National News

Fiscal deficit, expenses rising

Ballooning expenditure has pushed the country’s fiscal deficit from an average of three percent of the gross domestic product (GDP) over 2010/19 to around 10 percent of GDP over the past four years, published World Bank data shows.

According to the multilateral bank, the fiscal outturn reflects a persistent pattern of budgetary overruns, whereby actual expenditures consistently exceed the levels set in both the initial budget and in its mid-year revision.

“In the past six fiscal years, the most pronounced spending increases were recorded in capital expenditure [with a rise equal to 3.4 percentage points (ppts) of GDP], wages and salaries (2.4ppts) and interest payments (3.9 ppts)].

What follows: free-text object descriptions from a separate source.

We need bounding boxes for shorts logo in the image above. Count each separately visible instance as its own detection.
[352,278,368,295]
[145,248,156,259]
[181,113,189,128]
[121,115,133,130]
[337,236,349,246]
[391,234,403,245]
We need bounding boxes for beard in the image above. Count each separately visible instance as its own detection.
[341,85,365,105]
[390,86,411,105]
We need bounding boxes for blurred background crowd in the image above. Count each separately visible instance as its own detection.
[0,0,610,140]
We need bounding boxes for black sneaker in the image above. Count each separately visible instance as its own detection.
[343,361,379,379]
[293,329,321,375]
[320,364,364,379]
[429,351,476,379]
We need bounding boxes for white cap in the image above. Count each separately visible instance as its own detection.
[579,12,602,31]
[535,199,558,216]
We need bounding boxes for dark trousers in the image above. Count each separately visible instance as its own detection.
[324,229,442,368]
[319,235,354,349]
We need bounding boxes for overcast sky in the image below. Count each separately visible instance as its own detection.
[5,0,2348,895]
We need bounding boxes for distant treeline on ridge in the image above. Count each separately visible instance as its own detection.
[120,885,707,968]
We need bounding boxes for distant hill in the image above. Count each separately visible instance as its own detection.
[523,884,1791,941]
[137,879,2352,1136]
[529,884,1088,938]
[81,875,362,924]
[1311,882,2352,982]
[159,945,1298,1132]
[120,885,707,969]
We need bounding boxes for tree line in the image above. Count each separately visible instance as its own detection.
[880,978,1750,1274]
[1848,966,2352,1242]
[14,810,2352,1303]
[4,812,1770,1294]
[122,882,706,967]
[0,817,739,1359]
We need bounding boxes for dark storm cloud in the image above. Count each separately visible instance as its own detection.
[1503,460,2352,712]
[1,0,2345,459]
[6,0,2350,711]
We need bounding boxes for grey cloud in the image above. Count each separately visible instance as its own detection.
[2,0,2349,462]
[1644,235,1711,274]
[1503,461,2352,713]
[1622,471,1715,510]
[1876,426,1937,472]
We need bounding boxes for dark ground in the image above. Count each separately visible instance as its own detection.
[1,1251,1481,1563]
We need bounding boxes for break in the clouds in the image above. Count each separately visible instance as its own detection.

“This underscores the magnitude of the fiscal consolidation challenge, as the latter two categories are rigid in nature and cannot be deferred.”

Ironically, salary adjustments and recruitments have led to an increased wage bill by 20 percent to K1.5 trillion in the 2025/26 financial year, up from the from K1.3 trillion in the previous year, according to published Ministry of Finance and Economic Affairs data.

The increase is also coming at a time other recurrent expenditure have registered a 42 percent increase to K4.5 trillion in the current fiscal year from.

In an interview on Wednesday, Centre for Green Economy lead Velli Nyirongo observed that when a country allocates such a large share of revenue towards recurrent and statutory obligations, there is little left for infrastructure, development projects, or essential social services.

He said: “This imbalance inhibits economic growth and leaves limited fiscal space to respond to economic shocks or invest in long-term development.

“If left unchecked, the growing wage bill, recurrent expenditure, and debt servicing commitments may ultimately threaten government solvency and the sustainability of essential public services, hampering Malawi’s prospects for durable economic growth and poverty alleviation.”

Statutory expenditures have consumed an average of 93 percent of domestic revenue over the past four fiscal years.

According to the World Bank, a large share of statutory expenditure, also called rigid expenditures, includes compensation of employees, interest, pension and gratuity and subventions which are eating into domestic revenue, with debt-service obligations alone rising from 28 percent of domestic revenue in 2020/21 financial year to an estimated 43 percent in 2024/25 financial year.

Former finance minister Joseph Mwanamvekha earlier observed that the rising rigid expenditures means development projects and services to critical sectors will have to be accommodated within the remaining balance of seven percent of the budget.

He said: “This is a serious matter and is not healthy as it deprives Malawians of development and public services.”

In his 2025/26 Budget Statement, Minister of Finance and Economic Affairs Simplex Chithyola-Banda conceded that the country’s budget is highly skewed towards the mandatory expenditures on interest bills for past borrowing and consumption, wages and salaries and social benefits to protect the most vulnerable segments of our population.

“This has tended to leave few resources for government service delivery and development projects,” he said.

Malawi’s public investment in infrastructure has been negligible in the past two decades, averaging about 4.18 percent over a 20-year period between 1998 and 2017, according to the World Bank.

At 4.18 percent, this is lower than Mozambique at 10.7 percent, Zambia’s 4.82 percent and Tanzania at 4.21 percent.

Statutory obligations entail institutional, legal, or contractual requirements or other constraints that limit policy maker’s ability to alter the size and composition of the budget, at least in the short term.